(Opinion du lecteur)-La santé des citoyens du Bas-Saint-Laurent ne vaut-elle pas un service 24/7, Monsieur le Ministre?

Tout d’abord, permettez-nous de revenir sur la rencontre du 2 octobre dernier, à l’Assemblée nationale, concernant le maintien de notre urgence au CLSC de Pohénégamook.

Vos propos nous ont, jusqu’à un certain point, rassurés. Un certain point seulement. Aujourd’hui, il faut se rendre à l’évidence que malgré nos échanges et nos démarches, les rumeurs de diminution des heures d’ouverture de l’urgence au CLSC de Pohénégamook persistent et l’inquiétude de la population ne fait que grandir.

En créant Santé Québec, vous avez promis aux Québécois un accès à des soins de proximité efficaces, fluides, humains et performants, et ce, pour toutes les régions du Québec. Pourtant, notre sentiment et celui de la population est que le compte à rebours de la fermeture de notre urgence est enclenché et vous seul pouvez l’arrêter!

Avons-nous vraiment besoin de vous le rappeler?

  • La loi, VOTRE loi, vous donne le pouvoir de trancher et d’assurer un service aussi essentiel qu’une urgence pour une communauté éloignée et pourtant dynamique comme la nôtre.

  • Notre territoire se situe à plus de 55 kilomètres des centres hospitaliers les plus proches. Je vous laisse imaginer les déplacements pour une urgence vitale, particulièrement dans nos montagnes où l’hiver n’est pas une blague mais une réelle menace pour la sécurité.

Nous avons fait nos devoirs. Nous avons interpellé votre collègue ministre du Tourisme et qui est notre députée, madame Amélie Dionne, sans résultat concret. Nous nous sommes déplacés à Rimouski pour rencontrer et échanger avec le Dr. Jean-Christophe Carvalho. Et la réponse du CISSS se fait toujours attendre. Nous avons investi notre temps, notre énergie et notre argent pour venir à l’Assemblée nationale au printemps et tout récemment au début du mois d’octobre. Nos démarches sont claires : nous demandons simplement le maintien au CLSC de Pohénégamook d’un service d’urgence 24 heures par jour, 7 jours par semaine (24/7) qui soigne et sauve des vies.

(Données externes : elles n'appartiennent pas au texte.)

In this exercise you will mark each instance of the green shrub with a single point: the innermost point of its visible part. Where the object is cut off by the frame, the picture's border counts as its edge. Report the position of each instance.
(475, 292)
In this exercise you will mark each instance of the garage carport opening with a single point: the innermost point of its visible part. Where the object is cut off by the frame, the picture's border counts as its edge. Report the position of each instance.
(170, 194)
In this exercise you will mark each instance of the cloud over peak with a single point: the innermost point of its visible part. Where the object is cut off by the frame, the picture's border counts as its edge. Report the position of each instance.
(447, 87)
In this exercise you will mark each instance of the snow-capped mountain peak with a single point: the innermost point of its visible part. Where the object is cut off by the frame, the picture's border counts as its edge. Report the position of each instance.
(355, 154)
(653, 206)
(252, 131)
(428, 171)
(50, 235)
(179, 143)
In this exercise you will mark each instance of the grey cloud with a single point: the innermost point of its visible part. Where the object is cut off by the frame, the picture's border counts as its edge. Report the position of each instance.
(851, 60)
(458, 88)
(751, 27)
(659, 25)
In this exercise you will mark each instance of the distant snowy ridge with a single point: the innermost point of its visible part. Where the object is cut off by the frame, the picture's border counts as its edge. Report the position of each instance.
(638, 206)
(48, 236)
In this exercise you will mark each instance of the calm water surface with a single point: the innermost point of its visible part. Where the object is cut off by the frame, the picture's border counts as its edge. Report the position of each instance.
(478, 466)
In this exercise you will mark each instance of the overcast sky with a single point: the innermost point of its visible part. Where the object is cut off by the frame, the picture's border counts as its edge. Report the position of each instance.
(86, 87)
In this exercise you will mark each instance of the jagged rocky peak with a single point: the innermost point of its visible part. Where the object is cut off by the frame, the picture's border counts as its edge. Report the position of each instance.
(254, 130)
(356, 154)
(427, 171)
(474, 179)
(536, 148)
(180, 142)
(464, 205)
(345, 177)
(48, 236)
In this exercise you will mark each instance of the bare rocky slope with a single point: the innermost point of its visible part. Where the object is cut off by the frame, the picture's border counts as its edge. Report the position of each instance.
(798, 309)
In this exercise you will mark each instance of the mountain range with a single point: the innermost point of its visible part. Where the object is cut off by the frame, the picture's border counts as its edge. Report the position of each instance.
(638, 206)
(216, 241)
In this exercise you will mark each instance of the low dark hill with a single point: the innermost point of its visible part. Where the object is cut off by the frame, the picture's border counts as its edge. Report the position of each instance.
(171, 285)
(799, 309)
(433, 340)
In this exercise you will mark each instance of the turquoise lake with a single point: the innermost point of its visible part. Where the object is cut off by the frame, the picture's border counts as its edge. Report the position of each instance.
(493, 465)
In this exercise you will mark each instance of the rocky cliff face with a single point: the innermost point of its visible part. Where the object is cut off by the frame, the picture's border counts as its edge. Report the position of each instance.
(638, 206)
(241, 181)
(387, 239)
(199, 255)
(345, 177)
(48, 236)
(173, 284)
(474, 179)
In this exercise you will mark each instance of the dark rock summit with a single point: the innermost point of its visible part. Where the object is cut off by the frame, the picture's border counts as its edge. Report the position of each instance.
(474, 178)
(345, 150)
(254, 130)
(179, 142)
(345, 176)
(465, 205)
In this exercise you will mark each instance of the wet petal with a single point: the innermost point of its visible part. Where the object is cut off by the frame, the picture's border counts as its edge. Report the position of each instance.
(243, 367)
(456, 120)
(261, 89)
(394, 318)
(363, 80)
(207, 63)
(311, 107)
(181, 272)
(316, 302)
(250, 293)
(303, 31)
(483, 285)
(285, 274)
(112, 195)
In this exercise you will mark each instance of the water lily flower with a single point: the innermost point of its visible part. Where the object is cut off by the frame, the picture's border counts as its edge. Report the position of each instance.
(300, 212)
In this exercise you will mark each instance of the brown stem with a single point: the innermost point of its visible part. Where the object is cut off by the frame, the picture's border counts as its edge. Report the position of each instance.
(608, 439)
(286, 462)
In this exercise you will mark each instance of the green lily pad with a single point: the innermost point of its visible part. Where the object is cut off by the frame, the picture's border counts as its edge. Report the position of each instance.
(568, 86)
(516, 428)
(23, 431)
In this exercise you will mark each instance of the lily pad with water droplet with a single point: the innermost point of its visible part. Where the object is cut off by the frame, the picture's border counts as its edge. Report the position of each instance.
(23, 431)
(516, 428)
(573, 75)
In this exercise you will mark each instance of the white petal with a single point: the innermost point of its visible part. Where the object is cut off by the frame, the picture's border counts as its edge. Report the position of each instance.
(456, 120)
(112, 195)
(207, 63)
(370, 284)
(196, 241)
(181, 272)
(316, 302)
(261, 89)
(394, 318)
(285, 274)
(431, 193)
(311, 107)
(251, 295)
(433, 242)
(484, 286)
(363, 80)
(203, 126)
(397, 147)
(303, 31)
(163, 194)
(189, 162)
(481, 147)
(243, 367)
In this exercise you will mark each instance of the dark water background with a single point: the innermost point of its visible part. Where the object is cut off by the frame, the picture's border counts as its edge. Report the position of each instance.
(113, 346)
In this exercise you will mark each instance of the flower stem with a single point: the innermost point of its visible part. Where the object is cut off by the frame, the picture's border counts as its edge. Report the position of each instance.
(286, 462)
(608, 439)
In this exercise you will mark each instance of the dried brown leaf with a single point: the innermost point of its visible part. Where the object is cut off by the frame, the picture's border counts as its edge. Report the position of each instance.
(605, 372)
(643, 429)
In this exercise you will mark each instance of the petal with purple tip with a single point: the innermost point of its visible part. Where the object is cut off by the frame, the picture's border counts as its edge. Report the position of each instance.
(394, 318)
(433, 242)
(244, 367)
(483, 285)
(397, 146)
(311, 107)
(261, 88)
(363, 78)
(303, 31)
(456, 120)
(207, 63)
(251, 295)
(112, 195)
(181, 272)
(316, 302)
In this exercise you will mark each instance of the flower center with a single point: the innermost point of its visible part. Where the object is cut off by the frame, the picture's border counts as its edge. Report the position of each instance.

Des Québécois à part entière

Pourtant, nous sommes Québécois à part entière. Comme vous, Monsieur le Ministre, nous payons des taxes et des impôts au même titre que tous les citoyens du Québec. Nous avons droit aux mêmes services de proximité. Cessons de voiler la vérité…ce traitement qui nous est infligé, sème l’idée qu’il existerait, pour le gouvernement en place, deux catégories de citoyens : ceux des grands centres et ceux des régions éloignées. Et nous sommes convaincus que les communautés de La Pocatière et de Trois-Pistoles, pour ne nommer que celles-ci, seront en parfait accord avec nos propos.

Nos enfants, petits-enfants, parents et grands-parents ne sont pas des usagers de deuxième zone. Cette incertitude a des conséquences réelles sur notre quotidien : elle mine le moral du personnel de notre urgence. Les médecins et infirmières s’inquiètent et songent à un plan B, soit quitter.

Nous comptons sur vous, Monsieur le Ministre, pour décider du maintien de notre urgence médicale 24/7, et ce, malgré les recommandations contraires des fonctionnaires qui malheureusement, disons-le clairement, sont trop souvent loin des réalités territoriales comme la nôtre, à Pohénégamook, au Transcontinental et au KRTB!

Qu’allez-vous choisir : la position dictée par vos fonctionnaires ou l’intérêt de la santé physique et mentale de la population de Pohénégamook et de ses environs?